Forest Kelley (b. 1980) is an Assistant Professor of Photography at the University of Kentucky. He received his MFA from the Rhode Island School of Design.

Kelley’s work considers the friction between subjectivity and culture—how personal psychology lives within a social ecology. His work aims to develop agency where it has been eroded, whether it is in depicting the early history of AIDS in rural New England communities or in exploring the lack of social accountability within new virtual labor markets. His practice is ultimately a social one: It is predicated on cultivating relationships, collecting personal histories, and investigating lived experiences.

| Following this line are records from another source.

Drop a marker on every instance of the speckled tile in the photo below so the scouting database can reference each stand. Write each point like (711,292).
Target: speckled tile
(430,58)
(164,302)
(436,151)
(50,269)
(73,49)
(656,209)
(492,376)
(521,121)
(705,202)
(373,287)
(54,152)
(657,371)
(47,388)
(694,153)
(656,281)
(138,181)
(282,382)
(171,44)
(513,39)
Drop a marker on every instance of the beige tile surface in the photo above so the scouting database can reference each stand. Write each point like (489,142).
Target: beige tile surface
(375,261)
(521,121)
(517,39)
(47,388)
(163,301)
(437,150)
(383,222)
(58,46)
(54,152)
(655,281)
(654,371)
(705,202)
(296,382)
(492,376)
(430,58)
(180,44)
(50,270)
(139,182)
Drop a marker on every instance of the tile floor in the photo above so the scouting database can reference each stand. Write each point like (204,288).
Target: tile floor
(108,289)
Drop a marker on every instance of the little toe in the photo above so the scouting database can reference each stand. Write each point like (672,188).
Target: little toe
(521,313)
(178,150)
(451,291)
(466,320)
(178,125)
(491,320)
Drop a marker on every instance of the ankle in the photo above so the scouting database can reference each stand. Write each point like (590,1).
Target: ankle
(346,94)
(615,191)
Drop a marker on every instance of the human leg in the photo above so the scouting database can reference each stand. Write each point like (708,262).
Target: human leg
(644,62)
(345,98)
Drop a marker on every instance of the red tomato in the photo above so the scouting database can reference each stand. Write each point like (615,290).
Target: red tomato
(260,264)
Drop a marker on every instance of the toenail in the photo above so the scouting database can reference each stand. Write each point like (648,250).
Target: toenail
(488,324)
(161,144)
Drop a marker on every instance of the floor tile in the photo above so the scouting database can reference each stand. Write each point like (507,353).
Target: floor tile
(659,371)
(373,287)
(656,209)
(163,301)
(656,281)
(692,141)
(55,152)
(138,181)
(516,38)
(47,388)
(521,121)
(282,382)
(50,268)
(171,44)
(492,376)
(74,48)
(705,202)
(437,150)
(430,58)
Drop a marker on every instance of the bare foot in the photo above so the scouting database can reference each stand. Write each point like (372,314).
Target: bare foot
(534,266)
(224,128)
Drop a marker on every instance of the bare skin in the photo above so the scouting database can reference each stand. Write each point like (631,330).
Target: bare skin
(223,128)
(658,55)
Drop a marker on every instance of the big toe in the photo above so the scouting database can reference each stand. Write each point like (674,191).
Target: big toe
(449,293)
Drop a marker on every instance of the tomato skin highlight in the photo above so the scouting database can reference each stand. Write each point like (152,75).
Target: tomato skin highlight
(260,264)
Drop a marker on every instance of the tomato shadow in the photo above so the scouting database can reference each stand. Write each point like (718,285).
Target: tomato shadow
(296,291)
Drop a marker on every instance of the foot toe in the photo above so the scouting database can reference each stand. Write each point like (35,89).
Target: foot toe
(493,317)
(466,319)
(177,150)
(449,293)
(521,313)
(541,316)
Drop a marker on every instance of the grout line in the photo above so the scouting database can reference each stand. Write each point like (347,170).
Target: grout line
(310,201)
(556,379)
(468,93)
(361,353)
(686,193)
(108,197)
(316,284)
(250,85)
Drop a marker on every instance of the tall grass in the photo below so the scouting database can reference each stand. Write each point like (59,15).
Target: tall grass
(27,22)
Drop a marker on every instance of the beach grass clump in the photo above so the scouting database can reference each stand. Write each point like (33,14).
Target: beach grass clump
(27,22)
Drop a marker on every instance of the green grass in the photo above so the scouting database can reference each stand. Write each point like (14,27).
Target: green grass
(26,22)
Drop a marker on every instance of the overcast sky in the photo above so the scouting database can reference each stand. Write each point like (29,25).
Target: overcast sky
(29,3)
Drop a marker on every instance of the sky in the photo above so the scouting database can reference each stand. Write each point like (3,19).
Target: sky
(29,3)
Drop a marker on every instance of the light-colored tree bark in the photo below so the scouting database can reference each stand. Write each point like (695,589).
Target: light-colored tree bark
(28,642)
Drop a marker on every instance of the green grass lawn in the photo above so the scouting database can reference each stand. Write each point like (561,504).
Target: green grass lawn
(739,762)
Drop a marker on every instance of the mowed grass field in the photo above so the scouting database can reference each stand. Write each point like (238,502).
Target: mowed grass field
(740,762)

His work has shown internationally at galleries including 1708 Gallery (Richmond, VA), the Athens Institute for Contemporary Art (Athens, GA), Clamp Art (NYC), and SF Camerawork (San Francisco). Kelley was recognized with the 2020 Imagemaker Award by the Society for Photographic Education and an award for Best Music Score in 2018 from the International Documentary Association for his work on the Academy Award-nominated film Hale County This Morning, This Evening.

Artist Statement

Michael imagines the history of gay men living in rural western Massachusetts in the era between the Stonewall Uprising in 1969 and the death of Rock Hudson by AIDS in 1985. Specifically, Forest Kelley traces the experiences of his uncle, an artist whose adult life was bookended by these landmark events in LGBTQ history. Michael was found dead on June 14, 1985, shortly after the first test for HIV antibody was licensed by the Food and Drug Administration.

In this work, Kelley reenacts known events and memories, reconstructs shared histories, and speculates on experiences Michael might have had. The project incorporates and interprets ephemera—the things Michael left behind when he died—and his own 8mm filmstrips. Using Michael’s possessions and artwork allows Kelley to materialize him, and let him speak for himself, grounding his imagined images. Part documentary, this work seeks answers, but its preoccupation is with the unknowable, with visualizing the hopes and fears that continue to resonate within his family and community.

LGBTQ histories are often forgotten, if not actively erased, and rural communities are frequently the last to redress them. Kelley’s work reclaims one of those stories, helping to frame an otherwise outcast history while working to support issues of acceptance and understanding more broadly in the present. Quieted and forgotten histories become exiled truths. This work is an attempt to resurrect one of those stories.